🤖 AI Summary
This work addresses the challenge of ensuring logical consistency in clinical text structuring, where inter-variable dependencies often lead to clinically implausible outputs that conventional large language models struggle to resolve. To this end, the authors propose a Deep Reflective Reasoning framework that introduces, for the first time, an iterative self-reflection mechanism into clinical information extraction. By integrating a large language model agent with domain-knowledge retrieval and explicit consistency verification, the framework explicitly models interdependencies among clinical variables and iteratively refines its outputs until convergence.
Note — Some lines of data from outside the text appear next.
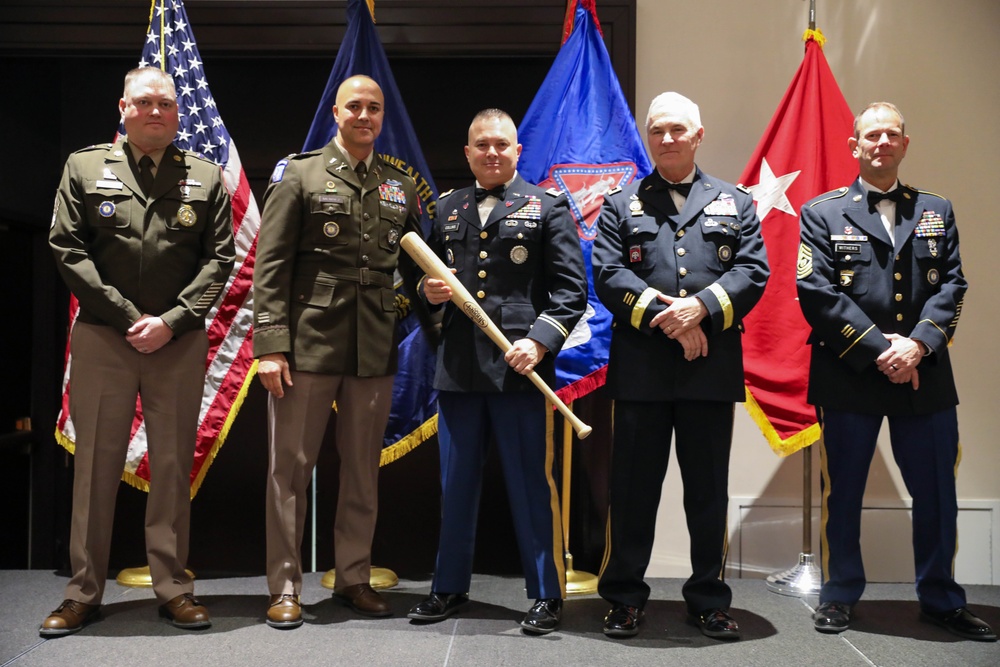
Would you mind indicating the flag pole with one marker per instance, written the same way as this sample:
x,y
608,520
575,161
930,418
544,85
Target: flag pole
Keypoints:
x,y
578,582
804,578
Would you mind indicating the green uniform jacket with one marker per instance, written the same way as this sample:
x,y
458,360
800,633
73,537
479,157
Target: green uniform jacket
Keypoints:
x,y
123,255
323,277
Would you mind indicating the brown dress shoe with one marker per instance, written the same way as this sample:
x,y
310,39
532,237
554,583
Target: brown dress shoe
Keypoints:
x,y
184,611
284,612
363,599
68,618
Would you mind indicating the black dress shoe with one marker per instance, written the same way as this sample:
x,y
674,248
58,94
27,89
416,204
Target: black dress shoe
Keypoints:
x,y
622,621
717,624
543,617
832,617
963,623
437,607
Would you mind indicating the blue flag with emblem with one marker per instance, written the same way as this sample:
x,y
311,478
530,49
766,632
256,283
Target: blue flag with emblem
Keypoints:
x,y
413,418
579,136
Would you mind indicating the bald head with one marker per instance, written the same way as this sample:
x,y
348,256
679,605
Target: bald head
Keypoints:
x,y
358,112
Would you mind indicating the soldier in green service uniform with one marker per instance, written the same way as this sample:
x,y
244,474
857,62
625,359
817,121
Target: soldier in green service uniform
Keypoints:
x,y
142,235
325,331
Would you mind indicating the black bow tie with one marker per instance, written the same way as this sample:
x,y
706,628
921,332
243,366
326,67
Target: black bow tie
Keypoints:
x,y
498,192
875,197
684,189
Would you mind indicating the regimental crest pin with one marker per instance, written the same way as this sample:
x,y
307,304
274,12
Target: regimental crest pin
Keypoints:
x,y
186,216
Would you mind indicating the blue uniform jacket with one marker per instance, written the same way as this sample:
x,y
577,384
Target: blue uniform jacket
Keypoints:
x,y
712,250
524,267
854,286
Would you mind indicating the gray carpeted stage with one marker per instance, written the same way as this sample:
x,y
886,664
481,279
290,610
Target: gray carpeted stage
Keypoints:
x,y
777,630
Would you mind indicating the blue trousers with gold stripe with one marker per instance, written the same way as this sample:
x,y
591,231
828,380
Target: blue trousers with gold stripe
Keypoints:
x,y
927,452
703,431
521,425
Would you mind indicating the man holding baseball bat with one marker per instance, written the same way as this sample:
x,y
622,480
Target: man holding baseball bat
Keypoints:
x,y
515,248
679,261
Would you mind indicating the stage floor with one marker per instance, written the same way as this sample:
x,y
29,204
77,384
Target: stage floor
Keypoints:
x,y
777,630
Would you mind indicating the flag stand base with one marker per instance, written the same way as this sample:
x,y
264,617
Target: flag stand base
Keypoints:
x,y
381,578
579,582
798,581
139,577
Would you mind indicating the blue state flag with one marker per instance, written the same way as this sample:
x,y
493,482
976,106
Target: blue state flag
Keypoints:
x,y
414,408
579,136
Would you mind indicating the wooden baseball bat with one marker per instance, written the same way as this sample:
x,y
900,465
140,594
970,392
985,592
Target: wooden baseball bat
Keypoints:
x,y
435,268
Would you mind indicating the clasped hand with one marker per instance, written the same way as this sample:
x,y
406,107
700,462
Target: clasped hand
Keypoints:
x,y
681,321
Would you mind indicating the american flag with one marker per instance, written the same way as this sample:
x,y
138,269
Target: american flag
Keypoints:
x,y
230,365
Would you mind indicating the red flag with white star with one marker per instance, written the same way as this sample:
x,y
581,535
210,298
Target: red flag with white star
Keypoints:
x,y
802,154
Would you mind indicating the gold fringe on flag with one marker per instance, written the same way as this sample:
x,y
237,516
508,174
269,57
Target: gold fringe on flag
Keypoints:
x,y
802,439
409,443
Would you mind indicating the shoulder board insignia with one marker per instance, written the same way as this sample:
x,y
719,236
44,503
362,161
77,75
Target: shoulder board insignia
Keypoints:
x,y
835,194
299,156
200,156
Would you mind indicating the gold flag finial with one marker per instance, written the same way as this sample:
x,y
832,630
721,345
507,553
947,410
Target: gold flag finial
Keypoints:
x,y
815,35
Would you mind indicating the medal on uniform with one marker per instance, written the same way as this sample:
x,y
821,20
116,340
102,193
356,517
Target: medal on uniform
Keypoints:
x,y
186,215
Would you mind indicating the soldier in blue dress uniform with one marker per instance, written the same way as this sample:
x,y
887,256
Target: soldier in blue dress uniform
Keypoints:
x,y
515,247
679,261
880,282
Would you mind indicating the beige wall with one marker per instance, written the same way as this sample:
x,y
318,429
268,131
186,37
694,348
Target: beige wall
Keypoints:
x,y
940,63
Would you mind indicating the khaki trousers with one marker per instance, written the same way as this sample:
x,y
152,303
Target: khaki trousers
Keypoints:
x,y
105,377
296,424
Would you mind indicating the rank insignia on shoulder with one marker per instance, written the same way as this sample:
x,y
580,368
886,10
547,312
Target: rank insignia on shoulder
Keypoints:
x,y
279,171
803,267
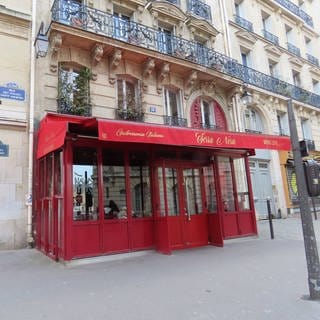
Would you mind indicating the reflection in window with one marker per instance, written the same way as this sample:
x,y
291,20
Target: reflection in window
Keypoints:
x,y
85,188
242,184
210,189
140,185
193,201
172,191
114,185
226,183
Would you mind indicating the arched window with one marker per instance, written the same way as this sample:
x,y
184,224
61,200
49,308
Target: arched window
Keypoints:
x,y
252,121
207,114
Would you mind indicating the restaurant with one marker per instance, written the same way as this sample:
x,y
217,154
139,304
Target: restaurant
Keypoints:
x,y
107,186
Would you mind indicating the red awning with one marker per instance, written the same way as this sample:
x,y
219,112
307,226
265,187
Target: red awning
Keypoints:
x,y
53,129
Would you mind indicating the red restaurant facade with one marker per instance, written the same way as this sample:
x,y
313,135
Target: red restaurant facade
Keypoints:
x,y
106,186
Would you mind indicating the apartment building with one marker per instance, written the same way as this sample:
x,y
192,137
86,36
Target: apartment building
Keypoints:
x,y
280,40
15,26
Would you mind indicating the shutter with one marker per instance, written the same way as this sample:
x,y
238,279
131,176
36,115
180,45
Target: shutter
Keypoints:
x,y
221,122
196,114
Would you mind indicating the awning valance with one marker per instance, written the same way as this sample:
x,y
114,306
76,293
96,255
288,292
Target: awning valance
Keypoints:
x,y
53,129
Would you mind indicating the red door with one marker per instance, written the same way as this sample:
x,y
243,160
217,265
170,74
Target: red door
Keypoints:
x,y
182,200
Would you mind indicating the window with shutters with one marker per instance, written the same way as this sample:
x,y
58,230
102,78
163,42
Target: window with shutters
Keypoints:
x,y
207,114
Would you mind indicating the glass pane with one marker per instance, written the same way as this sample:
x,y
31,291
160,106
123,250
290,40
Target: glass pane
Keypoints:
x,y
242,184
172,191
226,183
140,185
192,190
210,189
85,184
114,185
162,210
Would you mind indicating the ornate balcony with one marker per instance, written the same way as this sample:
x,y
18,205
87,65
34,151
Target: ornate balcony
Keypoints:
x,y
244,23
130,115
98,22
175,121
297,11
271,37
293,49
200,9
313,59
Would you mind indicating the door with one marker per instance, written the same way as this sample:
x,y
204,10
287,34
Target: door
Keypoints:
x,y
181,197
262,186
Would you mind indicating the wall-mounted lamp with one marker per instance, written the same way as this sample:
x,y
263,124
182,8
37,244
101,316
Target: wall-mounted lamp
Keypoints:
x,y
41,42
246,96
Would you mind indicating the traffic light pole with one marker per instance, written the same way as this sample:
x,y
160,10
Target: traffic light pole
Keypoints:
x,y
310,242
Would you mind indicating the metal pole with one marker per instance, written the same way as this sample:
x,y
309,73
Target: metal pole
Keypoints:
x,y
310,243
270,218
314,208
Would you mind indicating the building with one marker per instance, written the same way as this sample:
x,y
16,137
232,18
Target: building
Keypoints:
x,y
15,39
279,40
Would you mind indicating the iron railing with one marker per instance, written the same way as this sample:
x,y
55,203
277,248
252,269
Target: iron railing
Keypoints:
x,y
313,59
271,37
297,11
103,23
175,121
293,49
242,22
199,8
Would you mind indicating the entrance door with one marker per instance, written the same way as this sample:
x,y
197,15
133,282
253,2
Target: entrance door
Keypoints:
x,y
262,186
182,198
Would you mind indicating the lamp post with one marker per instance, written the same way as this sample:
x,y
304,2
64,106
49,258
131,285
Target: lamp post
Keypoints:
x,y
310,243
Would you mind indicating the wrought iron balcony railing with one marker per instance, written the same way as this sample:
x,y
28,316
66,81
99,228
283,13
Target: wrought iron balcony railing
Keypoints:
x,y
175,121
200,9
271,37
244,23
313,59
297,11
130,114
293,49
102,23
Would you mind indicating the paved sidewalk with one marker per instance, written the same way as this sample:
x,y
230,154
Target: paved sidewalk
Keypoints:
x,y
251,278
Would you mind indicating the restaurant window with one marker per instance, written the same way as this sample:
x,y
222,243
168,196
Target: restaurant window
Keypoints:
x,y
114,185
241,184
226,183
210,189
85,184
140,185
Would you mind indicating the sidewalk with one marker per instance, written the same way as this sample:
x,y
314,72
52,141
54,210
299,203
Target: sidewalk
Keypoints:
x,y
250,278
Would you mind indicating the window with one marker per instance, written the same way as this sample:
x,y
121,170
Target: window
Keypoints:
x,y
85,184
173,107
316,86
306,129
252,121
121,25
128,94
296,78
282,119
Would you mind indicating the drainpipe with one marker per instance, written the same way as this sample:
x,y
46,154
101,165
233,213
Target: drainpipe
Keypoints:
x,y
30,239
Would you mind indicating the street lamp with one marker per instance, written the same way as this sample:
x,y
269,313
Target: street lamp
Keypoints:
x,y
310,242
41,42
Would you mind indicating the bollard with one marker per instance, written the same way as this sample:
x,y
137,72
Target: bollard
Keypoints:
x,y
270,218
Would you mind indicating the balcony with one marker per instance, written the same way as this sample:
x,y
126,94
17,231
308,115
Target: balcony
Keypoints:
x,y
200,9
297,11
244,23
130,115
293,49
174,121
313,59
102,23
271,37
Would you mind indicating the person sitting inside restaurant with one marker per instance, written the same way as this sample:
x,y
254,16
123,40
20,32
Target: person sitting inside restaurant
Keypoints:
x,y
112,210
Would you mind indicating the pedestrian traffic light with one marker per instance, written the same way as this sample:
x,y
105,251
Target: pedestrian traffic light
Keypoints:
x,y
312,174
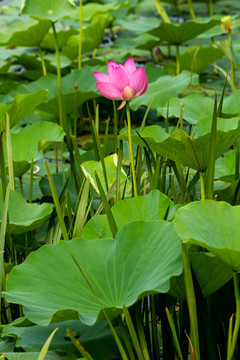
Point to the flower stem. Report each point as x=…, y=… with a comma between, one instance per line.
x=177, y=60
x=202, y=186
x=131, y=149
x=61, y=113
x=191, y=300
x=237, y=322
x=42, y=61
x=80, y=35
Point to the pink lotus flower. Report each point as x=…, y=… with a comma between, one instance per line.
x=122, y=82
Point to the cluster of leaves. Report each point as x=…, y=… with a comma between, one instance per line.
x=87, y=269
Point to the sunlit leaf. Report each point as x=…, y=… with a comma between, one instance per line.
x=142, y=259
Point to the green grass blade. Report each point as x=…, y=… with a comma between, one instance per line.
x=31, y=182
x=107, y=208
x=119, y=170
x=100, y=152
x=174, y=334
x=44, y=350
x=133, y=334
x=79, y=347
x=56, y=202
x=9, y=154
x=209, y=183
x=81, y=211
x=141, y=334
x=118, y=342
x=161, y=11
x=97, y=158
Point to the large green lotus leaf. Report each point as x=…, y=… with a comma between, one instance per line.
x=203, y=58
x=210, y=271
x=143, y=41
x=153, y=206
x=163, y=89
x=47, y=9
x=177, y=34
x=91, y=10
x=26, y=34
x=86, y=90
x=24, y=217
x=225, y=167
x=140, y=261
x=91, y=38
x=195, y=107
x=33, y=141
x=20, y=107
x=51, y=355
x=231, y=103
x=97, y=339
x=190, y=151
x=89, y=168
x=138, y=25
x=214, y=226
x=63, y=35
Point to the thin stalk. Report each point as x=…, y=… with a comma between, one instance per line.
x=232, y=61
x=101, y=51
x=75, y=109
x=237, y=159
x=174, y=334
x=116, y=338
x=154, y=328
x=60, y=102
x=42, y=61
x=161, y=11
x=191, y=300
x=133, y=334
x=21, y=186
x=119, y=170
x=131, y=149
x=115, y=125
x=2, y=165
x=181, y=115
x=31, y=182
x=56, y=202
x=210, y=7
x=192, y=14
x=9, y=154
x=202, y=185
x=2, y=241
x=146, y=113
x=141, y=333
x=177, y=60
x=80, y=35
x=237, y=321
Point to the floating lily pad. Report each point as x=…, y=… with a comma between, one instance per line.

Evaluated on three oncology tasks—colorectal cancer, Ewing sarcoma, and lung cancer—the approach demonstrates substantial performance gains, notably improving lung cancer staging accuracy from 0.680 to 0.833, thereby significantly enhancing both the logical coherence and clinical reliability of structured outputs.
📝 Abstract
Extracting structured information from clinical notes requires navigating a dense web of interdependent variables where the value of one attribute logically constrains others. Existing Large Language Model (LLM)-based extraction pipelines often struggle to capture these dependencies, leading to clinically inconsistent outputs. We propose deep reflective reasoning, a large language model agent framework that iteratively self-critiques and revises structured outputs by checking consistency among variables, the input text, and retrieved domain knowledge, stopping when outputs converge. We extensively evaluate the proposed method in three diverse oncology applications: (1) On colorectal cancer synoptic reporting from gross descriptions (n=217), reflective reasoning improved average F1 across eight categorical synoptic variables from 0.828 to 0.911 and increased mean correct rate across four numeric variables from 0.806 to 0.895; (2) On Ewing sarcoma CD99 immunostaining pattern identification (n=200), the accuracy improved from 0.870 to 0.927; (3) On lung cancer tumor staging (n=100), tumor stage accuracy improved from 0.680 to 0.833 (pT: 0.842 -> 0.884; pN: 0.885 -> 0.948). The results demonstrate that deep reflective reasoning can systematically improve the reliability of LLM-based structured data extraction under interdependence constraints, enabling more consistent machine-operable clinical datasets and facilitating knowledge discovery with machine learning and data science towards digital health.